Find an orthonormal basis for the subspace of R^3 consisting of all vectors(a, b, c) such that a+b+c = 0.

The subspace is two-dimensional, so you can solve the problem by finding one vector that satisfies the equation and then by constructing another solution which is orthogonal to it.

E.g. if you take the first basis to be (1,-1,0) up to normalization, then the second basis vector (a,b,c) must have inner product zero with the first basis vector. Therefore:

a - b = 0

We can take, e.g. a = 1 and b = 1.

a + b + c = 0, therefore c = -2

You only have to normalize these two vectors.

In general linear algebra problems you should avoid this way of solving problems, i.e. solving equations to find orthonormal vectors. In this case it was easy, because we only had to find two vectors.
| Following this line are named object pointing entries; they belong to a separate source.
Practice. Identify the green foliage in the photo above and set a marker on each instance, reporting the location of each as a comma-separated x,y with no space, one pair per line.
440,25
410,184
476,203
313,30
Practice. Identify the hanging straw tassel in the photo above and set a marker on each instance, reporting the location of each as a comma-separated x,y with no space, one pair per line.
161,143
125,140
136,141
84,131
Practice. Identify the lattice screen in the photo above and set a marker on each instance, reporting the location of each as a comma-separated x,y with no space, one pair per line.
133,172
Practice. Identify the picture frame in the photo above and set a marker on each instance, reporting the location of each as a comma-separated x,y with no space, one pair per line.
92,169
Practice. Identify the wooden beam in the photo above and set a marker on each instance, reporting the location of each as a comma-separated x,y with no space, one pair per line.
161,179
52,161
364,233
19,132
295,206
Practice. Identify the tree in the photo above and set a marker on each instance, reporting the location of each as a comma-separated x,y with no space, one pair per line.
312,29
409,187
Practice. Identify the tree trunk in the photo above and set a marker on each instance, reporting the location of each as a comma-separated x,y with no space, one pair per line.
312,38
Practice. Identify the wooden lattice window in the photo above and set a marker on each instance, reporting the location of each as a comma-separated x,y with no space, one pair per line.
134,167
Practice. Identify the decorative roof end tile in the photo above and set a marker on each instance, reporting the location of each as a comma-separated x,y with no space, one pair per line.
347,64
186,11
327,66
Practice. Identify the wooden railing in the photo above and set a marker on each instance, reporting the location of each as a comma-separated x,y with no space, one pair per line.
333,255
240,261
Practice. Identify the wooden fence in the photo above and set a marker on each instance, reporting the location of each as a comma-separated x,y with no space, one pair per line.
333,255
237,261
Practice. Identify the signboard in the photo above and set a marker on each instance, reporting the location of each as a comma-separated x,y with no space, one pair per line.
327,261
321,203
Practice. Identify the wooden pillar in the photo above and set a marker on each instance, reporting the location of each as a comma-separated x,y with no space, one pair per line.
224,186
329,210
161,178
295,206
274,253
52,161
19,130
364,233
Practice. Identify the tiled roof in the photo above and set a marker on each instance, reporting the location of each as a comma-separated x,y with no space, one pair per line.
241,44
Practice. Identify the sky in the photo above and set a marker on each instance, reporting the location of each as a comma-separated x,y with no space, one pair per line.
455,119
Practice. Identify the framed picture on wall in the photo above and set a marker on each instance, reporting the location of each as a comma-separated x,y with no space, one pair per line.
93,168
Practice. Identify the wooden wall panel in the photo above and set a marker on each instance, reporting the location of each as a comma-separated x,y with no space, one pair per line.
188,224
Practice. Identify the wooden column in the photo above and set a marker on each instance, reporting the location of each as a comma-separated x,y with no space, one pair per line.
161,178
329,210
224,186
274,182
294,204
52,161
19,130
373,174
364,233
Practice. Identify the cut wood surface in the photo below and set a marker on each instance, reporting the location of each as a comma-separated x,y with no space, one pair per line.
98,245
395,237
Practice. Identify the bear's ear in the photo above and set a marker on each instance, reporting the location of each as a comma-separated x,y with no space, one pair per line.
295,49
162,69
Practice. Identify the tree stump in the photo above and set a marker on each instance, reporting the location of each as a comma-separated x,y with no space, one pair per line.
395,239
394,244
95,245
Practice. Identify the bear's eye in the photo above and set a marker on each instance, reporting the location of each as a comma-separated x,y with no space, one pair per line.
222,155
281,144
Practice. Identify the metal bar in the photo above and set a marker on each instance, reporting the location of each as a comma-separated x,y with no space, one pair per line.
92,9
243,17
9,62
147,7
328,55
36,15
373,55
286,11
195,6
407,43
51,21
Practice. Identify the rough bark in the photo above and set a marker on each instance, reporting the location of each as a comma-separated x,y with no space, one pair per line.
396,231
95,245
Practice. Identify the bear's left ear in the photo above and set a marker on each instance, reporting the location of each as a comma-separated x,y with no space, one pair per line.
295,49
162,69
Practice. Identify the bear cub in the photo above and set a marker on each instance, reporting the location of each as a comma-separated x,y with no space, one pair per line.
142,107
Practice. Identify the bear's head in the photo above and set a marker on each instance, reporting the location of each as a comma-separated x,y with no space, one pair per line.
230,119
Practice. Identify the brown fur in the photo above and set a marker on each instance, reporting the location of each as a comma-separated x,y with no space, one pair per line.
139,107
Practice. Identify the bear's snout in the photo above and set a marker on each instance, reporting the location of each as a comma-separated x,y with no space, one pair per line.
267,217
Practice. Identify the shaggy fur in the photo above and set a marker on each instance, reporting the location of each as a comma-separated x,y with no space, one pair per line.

So, let's do this problem again using the sandard way

Let's start by writing down two arbitrary independent vectors, e.g.:

e1 = (1,-1,0)

e2 = (1,0,-1).

Then you use the Gram-Schmidt method: Take the first normalized basis vector to be:

f1 = e1/|e1| = 1/sqrt[2] (1,-1,0)

Subtract from e2 the projection of e2 on f1 to obtain a vector that is orthogonal to f1:

e2' = e2 - <e2,f1>f1.

The fact that e2' is orthogonal to f1 is easy to check:

<e2',f1> = <(e2 - <e2,f1>f1),f1> =

<e2,f1 > - <e2,f1><f1,f1>

Because f1 is normalized to 1,
<f1,f1> (which always equals the square of the norm) equals 1 and we see that <e2',f1> = 0

We can thus take the second orthonormal basis vector to be:

f2 = e2'/|e2'|

e2' = e2 - <e2,f1>f1 =

(1,0,-1) - 1/2 (1,-1,0) =

(1/2,1/2,-1)

f2 = sqrt[1/6] (1,1,-2)

So, no equation solving is necessary to find the orthonormal set from a set of linear independent vectors.

If you had to orthonormalize a larger set of independent vectors, then the next step would have been:

e3' = e3 - <e3,f1>f1 - <e3,f2>f2

f3 = e3'/|e3'|

e4'= e3 - <e3,f1>f1 - <e3,f2>f2-<e3,f3>f3

f4 = e4'/|e4'|

etc.

To find an orthonormal basis for the subspace of R^3 consisting of all vectors (a, b, c) such that a + b + c = 0, we can use the Gram-Schmidt process.

Step 1: Choose the first vector as an arbitrary independent vector (e.g., e1 = (1, -1, 0)).

Step 2: Normalize the first vector to get the first orthonormal basis vector:
f1 = e1 / |e1| = (1/√2, -1/√2, 0).

Step 3: Choose the second vector as another arbitrary independent vector (e.g., e2 = (1, 0, -1)).

Step 4: Calculate the projection of e2 on f1 and subtract it from e2 to obtain a vector that is orthogonal to f1:
e2' = e2 - (e2 · f1) * f1.

Step 5: Normalize the resulting vector to get the second orthonormal basis vector:
f2 = e2' / |e2'|.

In this case, we have:
e2' = (1, 0, -1) - (1/2, -1/2, 0) = (1/2, 1/2, -1)
|e2'| = √(1/4 + 1/4 + 1) = √(3/2)
f2 = (1/√(6), 1/√(6), -√(2/3)).

Therefore, the orthonormal basis for the subspace is:
{f1, f2} = {(1/√2, -1/√2, 0), (1/√6, 1/√6, -√(2/3))}.